Fig. 3: Transcriptome-wide association analysis.
figure 3

a, Volcano plot showing individual genes with the effect size and the −log10 P value for TWAS based on the atrial appendage (left) and left ventricular tissues (right) from GTEx. Effect sizes and P values were computed using the MetaXcan software to assess the association between predicted gene expression based on the GTEx data and AF. Bonferroni correction was applied to account for the number of genes tested in each tissue (P < 0.05/10,414 for atrial appendage and <0.05/9,702 for left ventricle). Significant genes are highlighted with red (positive effect of predicted gene expression on AF) and blue (negative effect of predicted gene expression on AF). b, Number of genes located closest to the lead variants (red), identified by TWAS (blue), and overlapped between them (green) in atrial appendage and left ventricular tissues. c, Distribution of physical distances from the AF-associated variant included in the prediction model to the TSS of the canonical transcript for each candidate gene identified by TWAS in atrial appendage (left) and left ventricular tissues (right).

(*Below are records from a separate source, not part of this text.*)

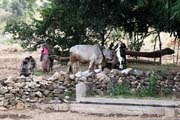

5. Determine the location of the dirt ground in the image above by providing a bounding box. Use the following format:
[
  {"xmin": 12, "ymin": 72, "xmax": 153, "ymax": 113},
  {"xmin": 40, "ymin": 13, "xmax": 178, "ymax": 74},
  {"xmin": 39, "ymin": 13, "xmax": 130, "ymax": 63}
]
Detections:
[
  {"xmin": 0, "ymin": 35, "xmax": 179, "ymax": 120},
  {"xmin": 0, "ymin": 109, "xmax": 174, "ymax": 120}
]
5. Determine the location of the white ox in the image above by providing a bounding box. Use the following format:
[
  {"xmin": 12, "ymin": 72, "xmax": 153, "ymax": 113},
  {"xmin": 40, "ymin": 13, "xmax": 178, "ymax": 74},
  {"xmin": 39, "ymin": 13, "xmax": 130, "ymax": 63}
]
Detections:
[{"xmin": 68, "ymin": 45, "xmax": 112, "ymax": 73}]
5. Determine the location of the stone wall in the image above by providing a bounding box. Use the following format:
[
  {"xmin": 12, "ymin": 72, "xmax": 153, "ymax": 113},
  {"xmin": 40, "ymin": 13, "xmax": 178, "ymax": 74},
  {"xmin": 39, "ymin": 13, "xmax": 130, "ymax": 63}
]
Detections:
[{"xmin": 0, "ymin": 68, "xmax": 180, "ymax": 108}]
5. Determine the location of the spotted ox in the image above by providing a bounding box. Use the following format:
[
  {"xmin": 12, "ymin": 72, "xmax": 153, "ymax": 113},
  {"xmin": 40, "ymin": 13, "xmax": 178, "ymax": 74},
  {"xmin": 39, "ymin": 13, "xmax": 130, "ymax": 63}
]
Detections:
[
  {"xmin": 68, "ymin": 45, "xmax": 112, "ymax": 73},
  {"xmin": 116, "ymin": 42, "xmax": 127, "ymax": 69}
]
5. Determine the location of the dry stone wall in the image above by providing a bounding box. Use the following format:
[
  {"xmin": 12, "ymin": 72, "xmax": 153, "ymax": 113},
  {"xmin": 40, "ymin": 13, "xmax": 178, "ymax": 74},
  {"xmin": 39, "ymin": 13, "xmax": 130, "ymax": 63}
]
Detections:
[{"xmin": 0, "ymin": 68, "xmax": 180, "ymax": 108}]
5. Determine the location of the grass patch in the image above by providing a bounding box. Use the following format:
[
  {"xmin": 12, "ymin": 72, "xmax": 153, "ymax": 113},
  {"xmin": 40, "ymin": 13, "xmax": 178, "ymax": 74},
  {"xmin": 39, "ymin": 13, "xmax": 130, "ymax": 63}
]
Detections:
[
  {"xmin": 110, "ymin": 73, "xmax": 165, "ymax": 98},
  {"xmin": 0, "ymin": 39, "xmax": 17, "ymax": 45},
  {"xmin": 128, "ymin": 64, "xmax": 180, "ymax": 73}
]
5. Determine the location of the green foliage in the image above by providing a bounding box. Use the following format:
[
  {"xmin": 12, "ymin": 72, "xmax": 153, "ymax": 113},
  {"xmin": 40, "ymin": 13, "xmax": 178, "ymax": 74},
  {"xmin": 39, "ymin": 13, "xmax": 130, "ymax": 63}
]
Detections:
[
  {"xmin": 2, "ymin": 0, "xmax": 8, "ymax": 10},
  {"xmin": 4, "ymin": 0, "xmax": 180, "ymax": 51},
  {"xmin": 5, "ymin": 19, "xmax": 36, "ymax": 48}
]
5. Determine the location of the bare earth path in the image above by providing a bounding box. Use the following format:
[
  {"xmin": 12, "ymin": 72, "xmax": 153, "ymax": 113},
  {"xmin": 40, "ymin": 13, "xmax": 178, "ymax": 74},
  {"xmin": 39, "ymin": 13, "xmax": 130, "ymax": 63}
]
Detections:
[
  {"xmin": 0, "ymin": 110, "xmax": 172, "ymax": 120},
  {"xmin": 0, "ymin": 37, "xmax": 180, "ymax": 120}
]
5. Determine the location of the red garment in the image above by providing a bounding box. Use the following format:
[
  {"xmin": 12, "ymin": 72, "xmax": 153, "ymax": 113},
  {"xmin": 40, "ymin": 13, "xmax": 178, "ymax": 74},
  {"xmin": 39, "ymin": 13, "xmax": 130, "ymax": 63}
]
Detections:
[{"xmin": 43, "ymin": 47, "xmax": 49, "ymax": 55}]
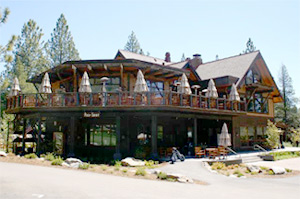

Next, we sought to identify transcription factors that bind to AF-associated loci and orchestrate the expression of causative genes involved in AF development. We performed enrichment analysis using the ChIP-Atlas dataset19, which comprises several high-throughput ChIP-seq experiments (15,109 experiments, 1,028 transcription factors). We found that estrogen-related receptor gamma (ERRg) binding was substantially enriched in AF-associated loci with Bonferroni-corrected significance level of P = 3.3 × 10−6 (0.05/15,109) (Fig. 4a and Supplementary Table 7). Indeed, ERRg ChIP-seq peaks overlapped with AF-associated loci around genes encoding cardiac ion channels (CAMK2D, KCNJ5, KCNH2 and HCN4), where active histone marks such as H3K27ac and H3K4me3 in induced pluripotent stem cell (iPSC)-derived cardiac cells were also observed (Extended Data Fig. 4). To demonstrate that ERRg is functionally involved in the pathogenesis of AF, we performed a functional analysis of ERRg using human induced pluripotent stem cell-derived cardiomyocytes (iPSCMs). We first evaluated changes in gene expression after administration of an inverse agonist of ERRg, GSK5182 (ref. 20); ion channels and sarcomere genes were selected from the downstream genes of ERRg based on the binding profiles of ChIP-seq data using Target Genes function in ChIP-Atlas. We found that gene expression was substantially decreased after ERRg administration (Fig. 4b). Furthermore, GSK5182-treated iPSCMs revealed a trend toward decreased spontaneous beating rate and notable irregularity and prolonged contraction duration (Fig. 4c,d). Similarly, the calcium transient duration was also found to be prolonged (Fig. 4e,f), and the increase in beating rate by isoproterenol was attenuated by GSK5182 administration (Fig. 4g). Such changes in beating rate and action potential duration have been reported in iPSCMs derived from patients with AF21,22. These results collectively suggest that ERRg is critically involved in the pathogenesis of AF through the regulation of expression of target genes, including ion channels, in cardiomyocytes.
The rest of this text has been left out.